Back to School and to Rebuilding - Afghans have been working hard this last year, rebuilding their homes, starting businesses, and sending their children back to school, or, for many, to school for the first time. Officials say nearly 5 million children will be back at school by the New Year, a third of them girls, which is a huge achievement in a country emerging from the draconian rule of the Taliban. Refugees continued voting with their feet, and another half a million refugees returned home from neighbouring countries this year, bringing the overall return since the fall of the Taliban in December 2001 to 2.5 million people. Another striking change was the spread of the mobile telephone network and internet connections linking cities and families across the country and the world.

 

Reconstruction - The United States put up most of the funding for a big road project to repair and repave the Kabul to Kandahar highway, one of the main arteries in the country, which had deteriorated into a rutted, bumpy and dusty track. Temporary suspension bridges have gone up on the road north of Kabul and engineers have been repairing the Salang tunnel, one of the highest tunnels in the world, which was blocked by explosions for years. Yet for many Afghans the reconstruction was painfully slow and for those in remote rural areas it seemed non-existent.

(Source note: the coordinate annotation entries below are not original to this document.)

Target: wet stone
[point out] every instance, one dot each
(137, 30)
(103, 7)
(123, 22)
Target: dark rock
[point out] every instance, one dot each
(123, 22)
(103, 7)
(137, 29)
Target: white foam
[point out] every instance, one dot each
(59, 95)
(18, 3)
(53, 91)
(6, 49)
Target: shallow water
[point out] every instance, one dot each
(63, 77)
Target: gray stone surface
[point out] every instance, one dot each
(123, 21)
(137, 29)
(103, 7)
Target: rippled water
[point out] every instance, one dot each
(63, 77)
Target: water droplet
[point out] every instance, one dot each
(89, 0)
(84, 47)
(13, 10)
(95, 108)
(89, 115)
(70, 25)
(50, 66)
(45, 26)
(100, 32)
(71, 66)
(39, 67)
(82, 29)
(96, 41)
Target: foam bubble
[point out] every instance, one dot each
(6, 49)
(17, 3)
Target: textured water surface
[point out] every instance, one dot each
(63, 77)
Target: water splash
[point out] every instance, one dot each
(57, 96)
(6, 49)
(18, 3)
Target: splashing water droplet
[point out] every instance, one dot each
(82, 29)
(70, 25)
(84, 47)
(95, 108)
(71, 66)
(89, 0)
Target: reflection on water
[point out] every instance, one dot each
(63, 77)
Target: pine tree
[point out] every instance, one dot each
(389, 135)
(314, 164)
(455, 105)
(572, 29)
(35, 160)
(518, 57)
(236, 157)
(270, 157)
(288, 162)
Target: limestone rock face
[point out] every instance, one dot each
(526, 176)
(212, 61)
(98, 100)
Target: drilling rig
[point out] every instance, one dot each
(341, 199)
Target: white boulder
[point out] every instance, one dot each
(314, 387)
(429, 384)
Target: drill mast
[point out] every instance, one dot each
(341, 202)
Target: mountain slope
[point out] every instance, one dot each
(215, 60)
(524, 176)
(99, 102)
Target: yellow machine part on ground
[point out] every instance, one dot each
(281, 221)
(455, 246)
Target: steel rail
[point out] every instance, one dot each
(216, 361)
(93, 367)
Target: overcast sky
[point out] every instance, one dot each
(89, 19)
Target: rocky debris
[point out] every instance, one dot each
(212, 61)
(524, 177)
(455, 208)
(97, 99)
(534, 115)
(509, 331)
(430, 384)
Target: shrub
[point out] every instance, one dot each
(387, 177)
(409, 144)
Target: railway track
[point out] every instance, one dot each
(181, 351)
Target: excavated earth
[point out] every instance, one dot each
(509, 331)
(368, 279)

Afghan and World Bank officials, who won $4.5 billion of pledges from donor countries in 2002, now said $30 billion would be needed over the next five years to rebuild Afghanistan to any normal standard. What is clear is that the task of bringing basic infrastructure, (roads, bridges, hospitals, law and order and education) to Afghanistan is much more enormous than anyone realised at first.

 

Security - One serious setback has been a resurgence of the Taliban in southern and eastern Afghanistan. Although roundly defeated by the American campaign of 2001, the Taliban made a comeback in 2003, launching guerrilla attacks, often by groups of militants from across the border in Pakistan. They have attacked and killed government officials and police, as well as international and Afghan aid workers in an evident attempt to scare away international assistance and diminish support for the government of President Hamid Karzai. There have also been attacks on international peace-keeping troops in Kabul, the United Nations and other international organisations in what appears to be a calculated terrorist campaign. The scale of violence is nothing like what we are seeing in Iraq, and many parts of Afghanistan are completely peaceful, but as the world starts to forget this far-off, poverty stricken country and turn to other problems, never have the Afghans needed foreign support, in continued humanitarian and development assistance, than now.